GENEL KURUL KONUŞMASI
Konu: Gelir Vergisi Kanunu ile Bazı Kanunlarda Değişiklik Yapılmasına Dair Kanun Tasarı ve Teklifi münasebetiyle
Yasama Yılı:1
Birleşim:30
Tarih:20.01.2016

GARO PAYLAN (İstanbul) - Sayın Başkan, sayın milletvekilleri; "..."(x)

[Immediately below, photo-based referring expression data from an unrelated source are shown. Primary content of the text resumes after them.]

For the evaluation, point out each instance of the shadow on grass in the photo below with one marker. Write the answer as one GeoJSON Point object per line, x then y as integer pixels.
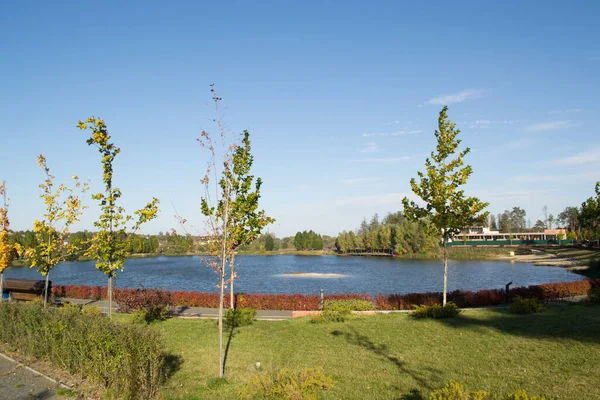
{"type": "Point", "coordinates": [559, 321]}
{"type": "Point", "coordinates": [231, 335]}
{"type": "Point", "coordinates": [414, 394]}
{"type": "Point", "coordinates": [352, 336]}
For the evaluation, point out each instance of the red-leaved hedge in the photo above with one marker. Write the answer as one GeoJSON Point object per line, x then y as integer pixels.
{"type": "Point", "coordinates": [133, 298]}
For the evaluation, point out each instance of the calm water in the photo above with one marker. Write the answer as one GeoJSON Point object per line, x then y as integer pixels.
{"type": "Point", "coordinates": [261, 274]}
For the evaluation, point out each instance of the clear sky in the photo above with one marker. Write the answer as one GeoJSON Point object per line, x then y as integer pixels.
{"type": "Point", "coordinates": [341, 98]}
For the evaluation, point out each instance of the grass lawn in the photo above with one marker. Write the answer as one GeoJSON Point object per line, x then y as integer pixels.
{"type": "Point", "coordinates": [555, 354]}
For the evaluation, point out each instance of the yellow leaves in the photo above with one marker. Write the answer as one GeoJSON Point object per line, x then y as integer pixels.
{"type": "Point", "coordinates": [41, 161]}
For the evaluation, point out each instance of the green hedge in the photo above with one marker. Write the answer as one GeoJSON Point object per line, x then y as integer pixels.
{"type": "Point", "coordinates": [127, 360]}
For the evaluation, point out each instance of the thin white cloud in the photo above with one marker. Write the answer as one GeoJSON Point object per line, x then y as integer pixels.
{"type": "Point", "coordinates": [586, 176]}
{"type": "Point", "coordinates": [380, 200]}
{"type": "Point", "coordinates": [565, 111]}
{"type": "Point", "coordinates": [481, 123]}
{"type": "Point", "coordinates": [383, 160]}
{"type": "Point", "coordinates": [371, 147]}
{"type": "Point", "coordinates": [396, 133]}
{"type": "Point", "coordinates": [355, 181]}
{"type": "Point", "coordinates": [586, 157]}
{"type": "Point", "coordinates": [548, 126]}
{"type": "Point", "coordinates": [486, 123]}
{"type": "Point", "coordinates": [518, 144]}
{"type": "Point", "coordinates": [456, 97]}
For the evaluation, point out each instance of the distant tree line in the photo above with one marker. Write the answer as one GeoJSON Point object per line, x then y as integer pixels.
{"type": "Point", "coordinates": [394, 234]}
{"type": "Point", "coordinates": [170, 243]}
{"type": "Point", "coordinates": [308, 241]}
{"type": "Point", "coordinates": [581, 223]}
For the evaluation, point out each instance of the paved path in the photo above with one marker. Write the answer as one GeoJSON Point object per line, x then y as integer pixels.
{"type": "Point", "coordinates": [18, 383]}
{"type": "Point", "coordinates": [190, 312]}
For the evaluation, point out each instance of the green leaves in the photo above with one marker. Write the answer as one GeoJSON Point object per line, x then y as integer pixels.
{"type": "Point", "coordinates": [63, 208]}
{"type": "Point", "coordinates": [110, 246]}
{"type": "Point", "coordinates": [446, 207]}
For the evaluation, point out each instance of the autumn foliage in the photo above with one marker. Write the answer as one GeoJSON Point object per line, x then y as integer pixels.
{"type": "Point", "coordinates": [300, 302]}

Sayın milletvekilleri, ben bir semtte büyüdüm ve semt kültürü ve şehir kültürünü doyasıya yaşadım. Semt kültürünün ve şehir kültürünün ayrılmaz parçaları esnaflar; bakkalımız, kasabımız, balıkçımız, mezecimiz hep birlikte büyüdük, onlar benim için mahalledeki ağabeylerimdi ve biz sosyal bir ilişkiyle büyüdük. Bu sosyal ilişkiye, maalesef, özellikle son on dört yılda büyük zarar verildi. Esnaflar ciddi anlamda zordalar çünkü haksız rekabetin altında eziliyorlar, her köşe başına maalesef, bir AVM kuruldu, insanlar artık o kentsel dönüşümlerle birlikte eski mahallelerinde yaşamıyorlar, rezidanslarda yaşıyorlar ve rezidanslarından arabalarına binip AVM'lere gidiyorlar, AVM'lerinden arabalarına binip rezidanslarına geçiyorlar. Çoğunlukla, sosyal konutlar bile esnaflardan yoksun, sosyal konutların çevresine de AVM'ler kuruldu ve o sosyal kesime dönük AVM'lerden alışveriş yapılıyor.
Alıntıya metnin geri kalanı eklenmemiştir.